Peut-être aurions-nous dû
Dessiner des silences
Autour des mots
Pour nous entendre…

 

 

 

 

 

 

 

 

 

 

 

 

 

 

 

 

Annexe

 

 

On a fermé
l’Annexe des Jeunes Filles
Dortoirs un deux et trois
les lits sans drap sommeillent

 

La cloche est muette
L’aiguille du cadran
n’obéit plus au Temps
Les pupitres bâillent

 

Dans la rigole du tableau
repose
l’éponge sèche
qui effaça

 

la dernière phrase
d’une leçon
l’allégresse
d’une réponse

 

Dans le poêle
la flamme des veilles
trembla jusqu’aux cendres
de l’aube

 

Les noms semblent
avoir quitté les choses
Mais sous le préau
de l’automne nouveau

 

le pas suit
la fantaisie
d’une marelle
et si l’oreille est attentive

 

 

 

elle entend danser
la robe de l’air
lorsque glisse
la traîne d’un murmure

 

L’œil de l’âme
devine dans l’ombre
le signe d’un gant
l’épingle d’un chignon

 

Une trace de fard
fleurit sur un miroir
L’astre d’une bague
enfin s’allume

 

L’adieu est une page pliée
que lira plus tard
cette Chère Amie
assise au bord des nuits

 

On a fermé
l’Annexe des Jeunes Filles
Mais comment interdire
les jeux de la mémoire?

 

Rose Christine Anne Sylvie
Claudia Sarah Louise Florence
Catherine Laure Margot Virginie…
Elles courent

 

à l’infini
le long du souvenir
et leur rire
nous rappelle

 

que le Passé
jamais ne s’absente
Le Passé est une éternelle
adolescence…

 

Je me demande

 

 

Que sont devenues mes amantes?

 

 

Celles qui remuent l’eau du silence
en dénouant la chevelure de leurs rires?
Celles qui allument la nuit
entre les cils de mon sommeil?

 

 

Je vous attends
mes belles ardentes
au-delà du regard
et des étoiles noires

 

 

Mais je rêve
que je m’endors
contre le corps
nu de mon désir

 

 

Et vos ombres lentes
m’entourent
pour m’ensevelir
à l’orée du jour

 

 

 

 

 

La petite chambre du Sud

 

 

Disperser la poussière des choses

Non vraiment Rien n’a changé

Sur la chaise le chapeau de l’ultime saison et la fleur ouverte d’un col de robe

Au bord de la table une carafe à combler comme un désir

À droite la coiffeuse où un peigne montre ses dents d’ivoire
et le miroir ovale où l’attente se regarde

Le volet tremble un peu lorsque l’air dénoue ses colliers

Mais le temps n’a nulle envie de s’envoler

Un souffle se faufile entre les draps de lavande

L’ombre des rideaux s’allonge et quelques lueurs y accrochent parfois leurs ailes de papillon

Des patins de feutre glissent dans le soir Marthe dépose un plateau sur la table basse et le thé infuse comme un secret

Au cours de cette promenade immobile

cueillir le bleu de menthe du silence

puis converser avec la solitude

loin très loin

dans la petite chambre du Sud

 

 

 

 

 

 

 

 

Dépendances

 

 

La clé tourmente la serrure. Puis l’épaule pousse la porte…

Tout est là.

L’arrosoir, qui a désaltéré le jardin durant les longs mois d’été, bâille sèchement.

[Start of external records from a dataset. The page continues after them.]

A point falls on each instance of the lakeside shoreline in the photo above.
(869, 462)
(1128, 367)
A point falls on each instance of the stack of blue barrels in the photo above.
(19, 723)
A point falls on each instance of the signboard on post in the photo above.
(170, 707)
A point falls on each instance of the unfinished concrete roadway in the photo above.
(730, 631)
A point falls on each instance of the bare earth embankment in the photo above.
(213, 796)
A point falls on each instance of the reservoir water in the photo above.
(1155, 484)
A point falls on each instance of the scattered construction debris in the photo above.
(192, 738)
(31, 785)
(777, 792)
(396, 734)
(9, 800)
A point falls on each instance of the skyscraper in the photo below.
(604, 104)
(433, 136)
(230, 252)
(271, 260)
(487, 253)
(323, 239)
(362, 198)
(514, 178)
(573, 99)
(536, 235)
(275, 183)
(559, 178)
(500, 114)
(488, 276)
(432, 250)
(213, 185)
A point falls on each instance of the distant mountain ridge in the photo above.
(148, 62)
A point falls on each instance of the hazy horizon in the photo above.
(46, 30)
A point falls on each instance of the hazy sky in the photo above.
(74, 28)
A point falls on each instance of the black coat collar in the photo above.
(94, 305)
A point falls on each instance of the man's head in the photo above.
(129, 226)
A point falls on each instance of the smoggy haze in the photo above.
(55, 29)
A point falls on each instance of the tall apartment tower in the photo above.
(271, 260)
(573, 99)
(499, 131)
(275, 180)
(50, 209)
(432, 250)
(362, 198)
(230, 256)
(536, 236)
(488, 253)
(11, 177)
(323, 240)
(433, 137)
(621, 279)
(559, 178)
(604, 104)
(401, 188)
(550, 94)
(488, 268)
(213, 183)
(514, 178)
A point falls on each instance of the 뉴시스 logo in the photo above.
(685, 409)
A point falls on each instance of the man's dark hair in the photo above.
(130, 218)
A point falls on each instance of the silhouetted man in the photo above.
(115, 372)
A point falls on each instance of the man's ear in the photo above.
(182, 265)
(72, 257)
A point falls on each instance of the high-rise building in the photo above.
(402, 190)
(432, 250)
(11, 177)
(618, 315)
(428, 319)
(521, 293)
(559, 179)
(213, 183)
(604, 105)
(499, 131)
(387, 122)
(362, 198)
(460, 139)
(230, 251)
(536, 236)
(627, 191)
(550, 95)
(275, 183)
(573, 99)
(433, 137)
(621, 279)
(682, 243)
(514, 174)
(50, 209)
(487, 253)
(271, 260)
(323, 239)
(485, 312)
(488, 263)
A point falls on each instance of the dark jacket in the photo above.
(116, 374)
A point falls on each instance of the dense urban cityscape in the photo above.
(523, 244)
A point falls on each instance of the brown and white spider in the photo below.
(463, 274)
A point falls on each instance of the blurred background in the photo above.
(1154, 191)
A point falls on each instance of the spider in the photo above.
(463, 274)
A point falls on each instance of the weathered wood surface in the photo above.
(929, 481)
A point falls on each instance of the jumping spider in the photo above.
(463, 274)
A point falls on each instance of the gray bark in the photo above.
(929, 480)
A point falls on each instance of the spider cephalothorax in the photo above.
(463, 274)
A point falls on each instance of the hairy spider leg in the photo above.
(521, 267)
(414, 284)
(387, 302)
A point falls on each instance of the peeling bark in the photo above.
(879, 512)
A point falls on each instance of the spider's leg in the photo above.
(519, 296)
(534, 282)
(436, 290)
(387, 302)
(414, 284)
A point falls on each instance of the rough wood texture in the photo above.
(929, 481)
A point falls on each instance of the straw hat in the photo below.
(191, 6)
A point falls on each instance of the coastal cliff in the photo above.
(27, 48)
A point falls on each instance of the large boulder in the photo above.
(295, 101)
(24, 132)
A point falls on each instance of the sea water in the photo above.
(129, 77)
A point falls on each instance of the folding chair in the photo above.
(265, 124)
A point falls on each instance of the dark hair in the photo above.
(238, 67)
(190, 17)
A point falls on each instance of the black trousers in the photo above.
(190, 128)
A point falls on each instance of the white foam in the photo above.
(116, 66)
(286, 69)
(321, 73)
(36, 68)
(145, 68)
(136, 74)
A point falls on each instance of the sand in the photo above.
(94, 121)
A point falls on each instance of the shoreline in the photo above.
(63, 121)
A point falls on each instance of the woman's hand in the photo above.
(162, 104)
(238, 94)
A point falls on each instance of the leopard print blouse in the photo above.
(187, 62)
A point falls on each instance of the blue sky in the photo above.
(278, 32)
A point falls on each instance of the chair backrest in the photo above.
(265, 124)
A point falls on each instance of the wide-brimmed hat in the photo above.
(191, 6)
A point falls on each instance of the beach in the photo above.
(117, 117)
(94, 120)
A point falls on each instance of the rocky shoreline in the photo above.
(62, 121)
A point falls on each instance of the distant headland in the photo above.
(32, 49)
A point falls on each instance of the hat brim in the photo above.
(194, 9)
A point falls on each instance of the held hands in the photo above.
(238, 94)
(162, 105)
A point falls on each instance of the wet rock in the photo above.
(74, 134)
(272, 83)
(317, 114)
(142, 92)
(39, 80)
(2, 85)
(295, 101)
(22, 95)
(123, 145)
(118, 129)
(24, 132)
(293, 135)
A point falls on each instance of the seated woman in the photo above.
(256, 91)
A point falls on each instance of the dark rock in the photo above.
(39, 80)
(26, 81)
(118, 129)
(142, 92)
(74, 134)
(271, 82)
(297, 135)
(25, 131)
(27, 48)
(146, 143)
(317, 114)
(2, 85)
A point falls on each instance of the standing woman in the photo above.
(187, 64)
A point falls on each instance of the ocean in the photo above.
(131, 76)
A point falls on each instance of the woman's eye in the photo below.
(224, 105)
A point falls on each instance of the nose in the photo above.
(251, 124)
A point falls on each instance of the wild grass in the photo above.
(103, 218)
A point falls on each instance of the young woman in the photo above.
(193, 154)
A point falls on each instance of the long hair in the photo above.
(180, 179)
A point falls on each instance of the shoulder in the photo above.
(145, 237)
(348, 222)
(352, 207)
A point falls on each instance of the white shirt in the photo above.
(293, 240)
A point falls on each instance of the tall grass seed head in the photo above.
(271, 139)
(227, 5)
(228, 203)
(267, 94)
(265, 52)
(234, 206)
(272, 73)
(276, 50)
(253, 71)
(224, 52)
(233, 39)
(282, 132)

Le sécateur brille d’un éclat cruel. Si on s’approchait sans crainte de sa pointe, on délivrerait ce pétale fané.

La brouette a tellement sauté sur les sentiers du petit matin que sa roue est usée; mais des grains de terre constellent ses flancs…

Dorment dignement debout la pelle et le râteau, qui éclaircissaient l’allée quand la morte saison semait ses feuilles…

La haute échelle verte monte désormais vers le plafond de salpêtre. Entre les marches, une toile d’araignée garde captif un papillon recroquevillé… Les ailes s’accrochent toujours aux fils perfides du souvenir!

Sur le portemanteau, les manches d’une tunique grise sont imprégnées d’odeurs – fruits flétris et fleurs rouies… Une paire de gants tachés d’herbe est suspendue à un clou noir.

Tout est là, abandonné par des mains qui ne peuvent travailler…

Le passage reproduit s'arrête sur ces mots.